The Lozarithm Lens

By lozarithm

Calne Blue Plaques #3

When I took this, I wasn't thinking about the blue plaque series. I had sat down on a bench by the river in the town centre, just below Fay's Bistro, to test out the 4G on the iPad. Reception was fine, but it kept insisting I turn on Location services when I tried to check in, when it already was, as this HDR picture taken with the iPad, with GPS info included, proves.

When I got back I realised that there is a plaque to denote the site of the monolithic Harris factory that used to dominate the town centre. It had been demolished by the time I moved to the town, but the redevelopment of the area, the new library and shops and the re-siting of the path of the river, took place under my watchful eye. Initially it was going to be grander than it now is, but the recession happened midway through the whole ongoing process.

The river used to run underneath the factory and there was no green area to be seen. The library is the large, partly round building seen to the right of the image.

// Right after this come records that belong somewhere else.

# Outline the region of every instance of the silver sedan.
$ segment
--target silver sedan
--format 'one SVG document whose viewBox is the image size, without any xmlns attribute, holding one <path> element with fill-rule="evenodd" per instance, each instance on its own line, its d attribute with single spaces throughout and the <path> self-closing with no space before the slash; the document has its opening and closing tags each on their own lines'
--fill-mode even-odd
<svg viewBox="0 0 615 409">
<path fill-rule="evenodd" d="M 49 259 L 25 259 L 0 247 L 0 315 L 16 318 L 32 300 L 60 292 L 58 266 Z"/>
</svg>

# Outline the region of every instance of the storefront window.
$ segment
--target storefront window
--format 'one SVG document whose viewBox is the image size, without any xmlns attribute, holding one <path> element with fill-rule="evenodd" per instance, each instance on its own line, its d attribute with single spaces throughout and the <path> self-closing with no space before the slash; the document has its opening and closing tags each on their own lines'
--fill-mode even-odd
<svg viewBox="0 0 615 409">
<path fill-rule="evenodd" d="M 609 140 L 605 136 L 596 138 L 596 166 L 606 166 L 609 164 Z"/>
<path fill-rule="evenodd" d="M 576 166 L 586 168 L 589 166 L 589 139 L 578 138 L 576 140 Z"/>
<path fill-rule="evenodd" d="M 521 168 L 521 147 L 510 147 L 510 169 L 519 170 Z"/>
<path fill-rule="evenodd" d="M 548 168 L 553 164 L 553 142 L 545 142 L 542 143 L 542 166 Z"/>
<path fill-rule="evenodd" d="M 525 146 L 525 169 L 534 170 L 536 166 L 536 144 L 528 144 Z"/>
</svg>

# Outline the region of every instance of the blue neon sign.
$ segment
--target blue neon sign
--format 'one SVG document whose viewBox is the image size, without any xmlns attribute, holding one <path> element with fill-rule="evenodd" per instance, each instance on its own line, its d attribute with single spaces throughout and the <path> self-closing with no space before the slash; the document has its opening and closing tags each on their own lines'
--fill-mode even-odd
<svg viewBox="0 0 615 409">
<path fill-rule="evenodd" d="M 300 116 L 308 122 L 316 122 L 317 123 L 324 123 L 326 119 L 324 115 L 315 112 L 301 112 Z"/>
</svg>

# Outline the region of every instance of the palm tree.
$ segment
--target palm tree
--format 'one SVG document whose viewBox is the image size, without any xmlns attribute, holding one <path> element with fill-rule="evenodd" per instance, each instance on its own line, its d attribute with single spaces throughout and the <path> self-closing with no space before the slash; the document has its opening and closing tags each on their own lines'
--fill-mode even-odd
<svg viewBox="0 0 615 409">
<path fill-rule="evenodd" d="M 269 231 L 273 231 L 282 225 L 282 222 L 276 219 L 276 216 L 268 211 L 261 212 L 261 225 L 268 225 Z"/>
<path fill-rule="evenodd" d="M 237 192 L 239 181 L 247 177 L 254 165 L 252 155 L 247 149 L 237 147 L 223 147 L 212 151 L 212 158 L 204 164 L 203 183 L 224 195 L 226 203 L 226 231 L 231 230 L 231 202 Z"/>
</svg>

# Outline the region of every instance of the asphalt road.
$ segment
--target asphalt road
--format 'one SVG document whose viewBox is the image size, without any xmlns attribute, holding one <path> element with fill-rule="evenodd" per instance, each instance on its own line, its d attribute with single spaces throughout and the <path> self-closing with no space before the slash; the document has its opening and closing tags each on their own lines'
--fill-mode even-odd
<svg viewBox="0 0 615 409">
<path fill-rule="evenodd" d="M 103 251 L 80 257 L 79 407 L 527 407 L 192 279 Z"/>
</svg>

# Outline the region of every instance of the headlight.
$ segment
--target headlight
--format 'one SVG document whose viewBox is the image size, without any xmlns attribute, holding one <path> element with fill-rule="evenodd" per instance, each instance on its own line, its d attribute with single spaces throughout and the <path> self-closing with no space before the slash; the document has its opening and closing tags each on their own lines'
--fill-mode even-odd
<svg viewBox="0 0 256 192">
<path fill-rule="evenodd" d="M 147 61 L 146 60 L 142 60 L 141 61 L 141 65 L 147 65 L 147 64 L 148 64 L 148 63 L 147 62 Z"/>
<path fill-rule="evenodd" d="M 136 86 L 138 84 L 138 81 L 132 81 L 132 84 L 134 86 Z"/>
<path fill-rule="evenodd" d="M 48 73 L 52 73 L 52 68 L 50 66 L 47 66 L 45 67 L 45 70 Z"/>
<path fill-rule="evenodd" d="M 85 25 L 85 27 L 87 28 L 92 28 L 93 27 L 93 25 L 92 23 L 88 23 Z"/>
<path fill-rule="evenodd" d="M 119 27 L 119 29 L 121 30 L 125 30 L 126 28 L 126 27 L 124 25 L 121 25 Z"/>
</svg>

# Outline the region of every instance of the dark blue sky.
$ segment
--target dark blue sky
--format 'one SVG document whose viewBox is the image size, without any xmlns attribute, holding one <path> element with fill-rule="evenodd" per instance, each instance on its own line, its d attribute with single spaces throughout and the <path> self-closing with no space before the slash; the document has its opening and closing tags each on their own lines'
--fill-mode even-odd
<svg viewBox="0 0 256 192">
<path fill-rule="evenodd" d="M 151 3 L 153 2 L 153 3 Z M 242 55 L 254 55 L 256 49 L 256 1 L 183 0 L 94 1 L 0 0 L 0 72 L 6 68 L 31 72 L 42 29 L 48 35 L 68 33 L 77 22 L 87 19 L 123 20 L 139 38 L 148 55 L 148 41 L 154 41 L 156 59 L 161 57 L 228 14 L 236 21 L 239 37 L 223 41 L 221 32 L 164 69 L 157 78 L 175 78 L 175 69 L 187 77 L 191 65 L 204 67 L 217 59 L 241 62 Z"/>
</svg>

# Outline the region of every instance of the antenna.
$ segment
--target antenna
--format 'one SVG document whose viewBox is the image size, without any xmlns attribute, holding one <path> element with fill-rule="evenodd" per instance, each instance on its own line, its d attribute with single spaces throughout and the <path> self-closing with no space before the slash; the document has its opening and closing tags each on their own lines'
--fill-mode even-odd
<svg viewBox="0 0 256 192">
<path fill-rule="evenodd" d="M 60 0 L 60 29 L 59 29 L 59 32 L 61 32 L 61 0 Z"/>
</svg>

Harris' Bacon Factory Sites
In 18th century a widow, Sarah Harris and her son John, came from Devizes and set up a small butcher’s shop in what is now Church Street, then known as Butcher’s Row because of the number of butchers’ shops located there. [Some of the gravestones in the north end of the churchyard are worn down where the butchers used to sharpen their knives on them]. Sarah’s grandsons set up separate butcher’s shops, John in the High Street and Thomas in Church Street
Until the opening of the railway, pigs reared in Ireland were shipped across to Bristol and then walked along the Great West Road to markets in London at about 12 miles a day. By the time they reached Calne it was clear that some of them were not going to survive the rest of the journey and were sold off cheap, benefitting the Harris brothers.
John Harris’ sons, Charles, Thomas and George amalgamated and the business flourished. The biggest development was in 1850s when they began to introduce ice imported by canal to keep the meat cool, enabling them to trade during the warmer months.
The factory was extended and at its peak covered a huge area from beside the Heritage Centre, including the central car park, up to Bank House- then across Church Street by an aerial bridge to the slaughter house that spread across the area now covered by the new shops and the library.
1940s the factory was amongst the most advanced in the world. It employed 1400 people, processed 120,000 pigs a year and Wiltshire cure ham was internationally famous, but with the decline of the pork industry in the west and the lack of reinvestment in the 1980s, the factory became uneconomic.
It closed in 1982 and was demolished 1983/4, revealing for the first time in 50 years the River Marden running through the centre of the town and views of the church tower. The demolition enabled the redevelopment of the town centre over a period of years – still in progress.
- Calne Heritage

L.
9.12.2014 (1848 hr)

Blip #1438
Consecutive Blip #000
Day #1720
LOTD #673 (#793 including archived blips)

Calne series
Calne Blue Plaque series
iPad series
River series
River Marden series

Lozarhythm Of The Day:
Elmore James - Strange Angels (recorded 23-24 May 1960, New York NY)
Elmore James (vocal, guitar), Homesick James (bass guitar), Wild Jimmy Spruill (guitar), Johnny Acey (piano), unknown (saxes), Belton Evans (drums)
Although I have a number of Elmore James CDs, because they tend to be compilations they have several duplications and some omissions, so I had not heard this until it turned up on the radio on this day, played because it featured Jimmy Spruill, an under appreciated session guitarist who played on around 3,000 records in his time.
“My ‘scratchin’’ style came about because I sat down one day, I didn’t know what to play. It really came from ‘Kansas City’, that ‘chicka-chick-chick’. The guy who recorded me said ‘I don’t want that!’... I said ‘I’m gonna play what I want to play, if you don’t like it, forget about it... I got a name for scratchin!’”, Jimmy Spruill said in a 1986 interview, describing his style as “...up and down strokes, but I knew how to choke the strings... you had to choke all the way down the neck to get that scratchin’ sound. Then I bent the notes, eight notes above from where I started... you know, ‘Eeeeooowwww’ back down. It’s hard if you don’t know how to do it, but to me it come natural. It was my own sound. I don’t go behind nobody... if I can’t be my own person, I don’t bother with it!”